要返回这些标记的 keyword 属性,分析 API 请求还包括以下参数

  • explain: true
  • attributes: keyword
response = client.indices.analyze(
  body: {
    tokenizer: 'whitespace',
    filter: [
      'keyword_repeat'
    ],
    text: 'fox running and jumping',
    explain: true,
    attributes: 'keyword'
  }
)
puts response
GET /_analyze
{
  "tokenizer": "whitespace",
  "filter": [
    "keyword_repeat"
  ],
  "text": "fox running and jumping",
  "explain": true,
  "attributes": "keyword"
}

API 返回以下响应。请注意,每个标记的一个版本具有 keyword 属性,值为 true

响应
{
  "detail": {
    "custom_analyzer": true,
    "charfilters": [],
    "tokenizer": ...,
    "tokenfilters": [
      {
        "name": "keyword_repeat",
        "tokens": [
          {
            "token": "fox",
            "start_offset": 0,
            "end_offset": 3,
            "type": "word",
            "position": 0,
            "keyword": true
          },
          {
            "token": "fox",
            "start_offset": 0,
            "end_offset": 3,
            "type": "word",
            "position": 0,
            "keyword": false
          },
          {
            "token": "running",
            "start_offset": 4,
            "end_offset": 11,
            "type": "word",
            "position": 1,
            "keyword": true
          },
          {
            "token": "running",
            "start_offset": 4,
            "end_offset": 11,
            "type": "word",
            "position": 1,
            "keyword": false
          },
          {
            "token": "and",
            "start_offset": 12,
            "end_offset": 15,
            "type": "word",
            "position": 2,
            "keyword": true
          },
          {
            "token": "and",
            "start_offset": 12,
            "end_offset": 15,
            "type": "word",
            "position": 2,
            "keyword": false
          },
          {
            "token": "jumping",
            "start_offset": 16,
            "end_offset": 23,
            "type": "word",
            "position": 3,
            "keyword": true
          },
          {
            "token": "jumping",
            "start_offset": 16,
            "end_offset": 23,
            "type": "word",
            "position": 3,
            "keyword": false
          }
        ]
      }
    ]
  }
}

要对非关键字标记进行词干提取,请在之前的分析 API 请求中将 stemmer 过滤器添加到 keyword_repeat 过滤器之后。
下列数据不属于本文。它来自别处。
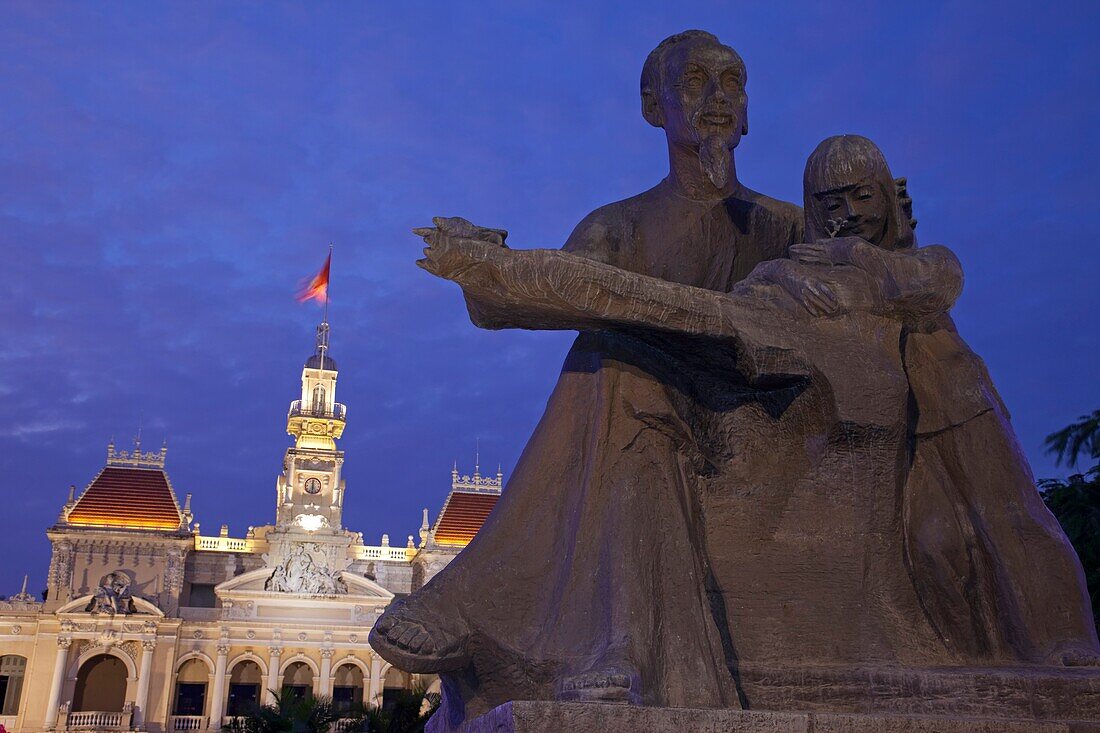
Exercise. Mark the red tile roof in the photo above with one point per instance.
(133, 498)
(462, 516)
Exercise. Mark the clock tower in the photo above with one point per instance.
(309, 490)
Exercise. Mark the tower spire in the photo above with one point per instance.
(322, 330)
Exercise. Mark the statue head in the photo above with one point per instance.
(693, 87)
(849, 192)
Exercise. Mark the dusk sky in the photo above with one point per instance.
(169, 173)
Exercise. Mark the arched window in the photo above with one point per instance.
(12, 669)
(347, 687)
(100, 685)
(244, 685)
(190, 688)
(298, 680)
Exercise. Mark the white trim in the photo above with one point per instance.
(195, 655)
(354, 662)
(245, 656)
(299, 657)
(109, 651)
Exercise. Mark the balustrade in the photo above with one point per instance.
(98, 720)
(188, 722)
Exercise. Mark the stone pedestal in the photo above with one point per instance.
(839, 700)
(593, 718)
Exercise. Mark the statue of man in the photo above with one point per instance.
(589, 581)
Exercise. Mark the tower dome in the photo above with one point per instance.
(321, 361)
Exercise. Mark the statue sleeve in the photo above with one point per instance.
(548, 290)
(917, 284)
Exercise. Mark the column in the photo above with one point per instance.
(144, 673)
(326, 681)
(61, 663)
(217, 703)
(274, 685)
(374, 699)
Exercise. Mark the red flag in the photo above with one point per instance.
(318, 288)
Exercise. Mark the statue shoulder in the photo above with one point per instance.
(605, 232)
(779, 223)
(789, 214)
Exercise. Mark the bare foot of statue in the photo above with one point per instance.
(612, 685)
(1075, 655)
(417, 643)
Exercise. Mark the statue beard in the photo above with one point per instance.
(714, 159)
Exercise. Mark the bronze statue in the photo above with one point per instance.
(733, 473)
(985, 554)
(590, 523)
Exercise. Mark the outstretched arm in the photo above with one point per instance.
(916, 283)
(556, 290)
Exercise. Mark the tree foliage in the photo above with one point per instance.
(1076, 501)
(1070, 441)
(408, 712)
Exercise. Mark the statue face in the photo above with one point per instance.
(703, 95)
(855, 209)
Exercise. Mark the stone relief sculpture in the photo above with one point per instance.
(768, 449)
(112, 597)
(306, 570)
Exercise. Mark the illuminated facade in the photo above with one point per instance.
(149, 624)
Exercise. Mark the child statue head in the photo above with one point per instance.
(849, 192)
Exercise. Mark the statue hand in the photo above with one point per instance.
(454, 244)
(826, 251)
(806, 290)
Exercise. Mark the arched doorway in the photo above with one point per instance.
(100, 685)
(12, 669)
(347, 687)
(244, 685)
(190, 688)
(394, 685)
(298, 680)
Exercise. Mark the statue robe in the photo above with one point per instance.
(994, 571)
(594, 559)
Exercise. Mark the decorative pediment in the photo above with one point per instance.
(81, 604)
(254, 584)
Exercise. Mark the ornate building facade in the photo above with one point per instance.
(149, 624)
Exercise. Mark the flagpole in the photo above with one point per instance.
(323, 346)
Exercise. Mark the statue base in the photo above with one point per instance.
(536, 717)
(839, 700)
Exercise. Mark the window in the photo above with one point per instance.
(296, 691)
(11, 682)
(190, 699)
(242, 699)
(201, 595)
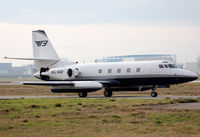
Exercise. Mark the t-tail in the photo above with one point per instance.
(43, 51)
(44, 54)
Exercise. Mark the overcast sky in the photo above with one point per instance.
(84, 30)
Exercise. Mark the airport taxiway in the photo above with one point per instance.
(96, 97)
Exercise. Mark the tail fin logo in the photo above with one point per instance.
(42, 43)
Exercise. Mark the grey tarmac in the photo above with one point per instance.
(96, 97)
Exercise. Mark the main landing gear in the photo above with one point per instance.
(82, 94)
(107, 92)
(154, 93)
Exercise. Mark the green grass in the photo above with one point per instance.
(95, 117)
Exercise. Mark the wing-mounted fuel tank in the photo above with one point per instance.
(62, 73)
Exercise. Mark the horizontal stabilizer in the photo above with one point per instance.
(41, 59)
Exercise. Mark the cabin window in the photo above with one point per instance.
(100, 70)
(59, 71)
(161, 66)
(109, 70)
(53, 72)
(138, 70)
(128, 70)
(118, 70)
(166, 66)
(172, 66)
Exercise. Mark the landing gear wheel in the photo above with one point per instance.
(107, 93)
(154, 94)
(82, 94)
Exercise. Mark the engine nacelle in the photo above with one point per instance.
(79, 86)
(63, 73)
(72, 73)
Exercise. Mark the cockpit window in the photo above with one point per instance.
(172, 66)
(161, 66)
(166, 66)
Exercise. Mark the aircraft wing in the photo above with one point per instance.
(48, 83)
(73, 84)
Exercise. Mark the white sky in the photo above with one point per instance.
(90, 29)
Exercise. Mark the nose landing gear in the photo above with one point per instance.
(154, 93)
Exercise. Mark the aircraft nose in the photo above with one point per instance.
(191, 75)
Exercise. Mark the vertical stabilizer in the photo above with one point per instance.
(43, 49)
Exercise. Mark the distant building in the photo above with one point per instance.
(192, 66)
(147, 57)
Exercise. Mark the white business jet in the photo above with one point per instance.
(65, 76)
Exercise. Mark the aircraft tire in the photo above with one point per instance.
(154, 94)
(82, 94)
(107, 93)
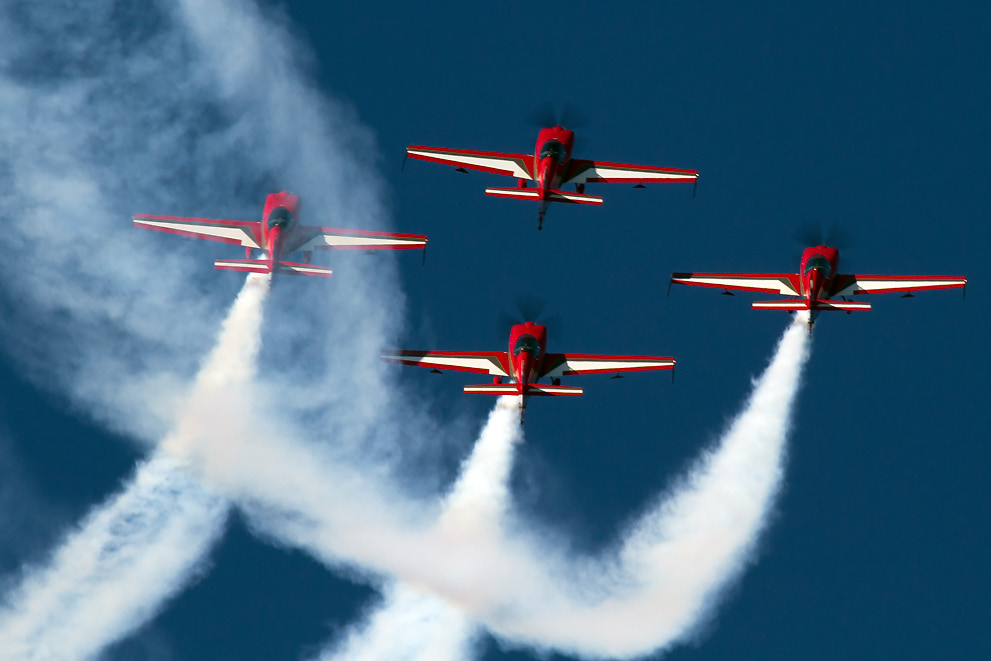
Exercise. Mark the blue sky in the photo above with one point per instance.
(870, 117)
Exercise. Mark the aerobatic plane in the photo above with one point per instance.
(818, 285)
(278, 234)
(525, 363)
(552, 167)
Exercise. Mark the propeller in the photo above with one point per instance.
(815, 233)
(570, 116)
(530, 308)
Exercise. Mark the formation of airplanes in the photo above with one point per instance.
(817, 286)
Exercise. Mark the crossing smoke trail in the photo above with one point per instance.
(113, 573)
(410, 625)
(130, 555)
(659, 581)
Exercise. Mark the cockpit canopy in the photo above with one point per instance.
(280, 217)
(818, 262)
(527, 343)
(554, 149)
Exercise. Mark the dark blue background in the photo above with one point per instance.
(873, 117)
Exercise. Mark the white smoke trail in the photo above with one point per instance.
(410, 625)
(113, 573)
(130, 555)
(202, 105)
(649, 592)
(671, 567)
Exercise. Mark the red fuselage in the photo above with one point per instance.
(280, 218)
(817, 270)
(527, 344)
(552, 157)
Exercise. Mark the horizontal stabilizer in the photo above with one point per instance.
(293, 268)
(247, 265)
(801, 304)
(261, 266)
(553, 391)
(536, 194)
(493, 389)
(529, 389)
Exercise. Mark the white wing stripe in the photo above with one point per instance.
(871, 285)
(349, 240)
(491, 365)
(580, 365)
(239, 234)
(780, 284)
(510, 164)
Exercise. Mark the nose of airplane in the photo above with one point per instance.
(815, 283)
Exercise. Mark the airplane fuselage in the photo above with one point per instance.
(817, 270)
(280, 218)
(551, 158)
(527, 345)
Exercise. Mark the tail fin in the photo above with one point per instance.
(796, 304)
(261, 266)
(535, 194)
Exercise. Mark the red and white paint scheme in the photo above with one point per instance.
(551, 166)
(278, 234)
(525, 363)
(818, 284)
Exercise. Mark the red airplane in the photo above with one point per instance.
(552, 167)
(525, 363)
(278, 234)
(817, 284)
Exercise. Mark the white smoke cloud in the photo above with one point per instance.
(414, 625)
(131, 554)
(114, 572)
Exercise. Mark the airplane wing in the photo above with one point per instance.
(772, 283)
(242, 232)
(877, 284)
(513, 165)
(560, 364)
(480, 362)
(593, 171)
(308, 238)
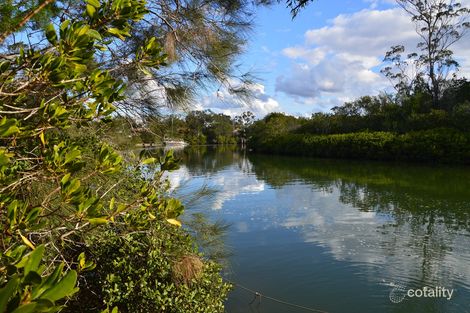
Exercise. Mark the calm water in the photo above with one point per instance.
(335, 235)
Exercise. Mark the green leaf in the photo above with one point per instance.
(97, 221)
(8, 127)
(33, 214)
(90, 10)
(94, 3)
(65, 287)
(34, 259)
(149, 161)
(72, 155)
(117, 32)
(26, 308)
(51, 35)
(8, 291)
(94, 34)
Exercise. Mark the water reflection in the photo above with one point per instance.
(374, 223)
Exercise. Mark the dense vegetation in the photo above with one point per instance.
(87, 227)
(426, 119)
(376, 128)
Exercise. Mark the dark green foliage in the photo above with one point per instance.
(436, 145)
(138, 273)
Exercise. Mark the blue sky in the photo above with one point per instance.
(330, 53)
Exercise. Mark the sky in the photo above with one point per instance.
(329, 54)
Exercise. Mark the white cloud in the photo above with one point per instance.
(342, 60)
(223, 102)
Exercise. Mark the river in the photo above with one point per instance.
(335, 235)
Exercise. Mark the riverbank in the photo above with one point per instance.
(442, 145)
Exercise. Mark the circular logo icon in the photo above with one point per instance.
(398, 293)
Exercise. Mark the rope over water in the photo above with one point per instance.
(259, 295)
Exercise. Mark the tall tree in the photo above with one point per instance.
(439, 24)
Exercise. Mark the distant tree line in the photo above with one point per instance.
(195, 128)
(426, 119)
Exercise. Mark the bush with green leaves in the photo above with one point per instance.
(67, 196)
(436, 145)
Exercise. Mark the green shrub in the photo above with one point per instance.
(436, 145)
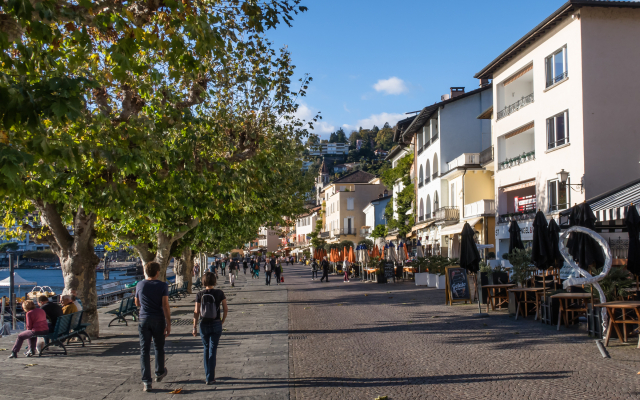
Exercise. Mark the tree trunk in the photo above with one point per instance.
(78, 259)
(183, 268)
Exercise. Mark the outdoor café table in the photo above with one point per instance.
(624, 307)
(492, 296)
(521, 299)
(564, 311)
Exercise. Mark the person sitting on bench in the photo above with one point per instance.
(35, 323)
(52, 310)
(67, 305)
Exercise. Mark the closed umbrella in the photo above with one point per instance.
(632, 221)
(515, 240)
(470, 258)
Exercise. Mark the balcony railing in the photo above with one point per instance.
(515, 161)
(521, 216)
(464, 159)
(508, 110)
(344, 231)
(447, 214)
(557, 78)
(486, 155)
(481, 207)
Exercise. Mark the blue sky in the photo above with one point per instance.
(372, 61)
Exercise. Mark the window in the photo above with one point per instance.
(558, 195)
(350, 203)
(558, 130)
(556, 66)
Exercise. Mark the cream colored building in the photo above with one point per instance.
(566, 97)
(344, 202)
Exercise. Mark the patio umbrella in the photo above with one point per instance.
(515, 241)
(632, 221)
(470, 258)
(583, 248)
(555, 257)
(541, 248)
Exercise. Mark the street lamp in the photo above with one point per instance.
(563, 177)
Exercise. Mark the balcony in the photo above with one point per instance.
(515, 161)
(447, 214)
(481, 207)
(463, 160)
(510, 109)
(520, 216)
(486, 156)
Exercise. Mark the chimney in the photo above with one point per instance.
(456, 91)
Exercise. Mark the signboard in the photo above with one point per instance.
(457, 286)
(525, 203)
(389, 273)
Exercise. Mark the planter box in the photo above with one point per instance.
(432, 280)
(441, 281)
(422, 279)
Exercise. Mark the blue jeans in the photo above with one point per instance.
(151, 329)
(210, 333)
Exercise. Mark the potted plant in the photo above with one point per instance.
(422, 274)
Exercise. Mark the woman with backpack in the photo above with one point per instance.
(207, 311)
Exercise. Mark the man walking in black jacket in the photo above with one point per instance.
(325, 269)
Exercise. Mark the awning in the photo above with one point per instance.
(613, 205)
(518, 186)
(457, 228)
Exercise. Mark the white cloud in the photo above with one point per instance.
(377, 120)
(393, 85)
(307, 113)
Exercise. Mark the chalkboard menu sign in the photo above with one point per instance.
(388, 271)
(457, 285)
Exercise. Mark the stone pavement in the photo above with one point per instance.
(363, 340)
(252, 356)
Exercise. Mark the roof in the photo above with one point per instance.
(428, 111)
(400, 126)
(395, 151)
(381, 198)
(619, 197)
(355, 177)
(548, 23)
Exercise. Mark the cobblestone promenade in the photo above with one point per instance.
(312, 340)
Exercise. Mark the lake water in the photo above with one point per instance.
(53, 278)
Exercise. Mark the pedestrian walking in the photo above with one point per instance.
(207, 312)
(269, 266)
(154, 322)
(314, 270)
(345, 268)
(325, 269)
(278, 270)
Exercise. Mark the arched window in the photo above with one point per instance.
(428, 170)
(435, 164)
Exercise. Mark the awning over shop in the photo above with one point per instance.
(518, 186)
(612, 205)
(457, 228)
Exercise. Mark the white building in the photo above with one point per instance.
(565, 98)
(268, 239)
(324, 149)
(444, 133)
response = client.indices.analyze(
  body: {
    tokenizer: 'whitespace',
    filter: [
      'keyword_repeat',
      'stemmer'
    ],
    text: 'fox running and jumping',
    explain: true,
    attributes: 'keyword'
  }
)
puts response
GET /_analyze
{
  "tokenizer": "whitespace",
  "filter": [
    "keyword_repeat",
    "stemmer"
  ],
  "text": "fox running and jumping",
  "explain": true,
  "attributes": "keyword"
}

API 返回以下响应。请注意以下更改

  • running 的非关键字版本被词干提取为 run
  • jumping 的非关键字版本被词干提取为 jump
响应
{
  "detail": {
    "custom_analyzer": true,
    "charfilters": [],
    "tokenizer": ...,
    "tokenfilters": [
      {
        "name": "keyword_repeat",
        "tokens": ...
      },
      {
        "name": "stemmer",
        "tokens": [
          {
            "token": "fox",
            "start_offset": 0,
            "end_offset": 3,
            "type": "word",
            "position": 0,
            "keyword": true
          },
          {
            "token": "fox",
            "start_offset": 0,
            "end_offset": 3,
            "type": "word",
            "position": 0,
            "keyword": false
          },
          {
            "token": "running",
            "start_offset": 4,
            "end_offset": 11,
            "type": "word",
            "position": 1,
            "keyword": true
          },
          {
            "token": "run",
            "start_offset": 4,
            "end_offset": 11,
            "type": "word",
            "position": 1,
            "keyword": false
          },
          {
            "token": "and",
            "start_offset": 12,
            "end_offset": 15,
            "type": "word",
            "position": 2,
            "keyword": true
          },
          {
            "token": "and",
            "start_offset": 12,
            "end_offset": 15,
            "type": "word",
            "position": 2,
            "keyword": false
          },
          {
            "token": "jumping",
            "start_offset": 16,
            "end_offset": 23,
            "type": "word",
            "position": 3,
            "keyword": true
          },
          {
            "token": "jump",
            "start_offset": 16,
            "end_offset": 23,
            "type": "word",
            "position": 3,
            "keyword": false
          }
        ]
      }
    ]
  }
}

但是,foxand 的关键字和非关键字版本是相同的,并且在各自的相同位置。

要删除这些重复的标记,请在分析 API 请求中将 remove_duplicates 过滤器添加到 stemmer 之后。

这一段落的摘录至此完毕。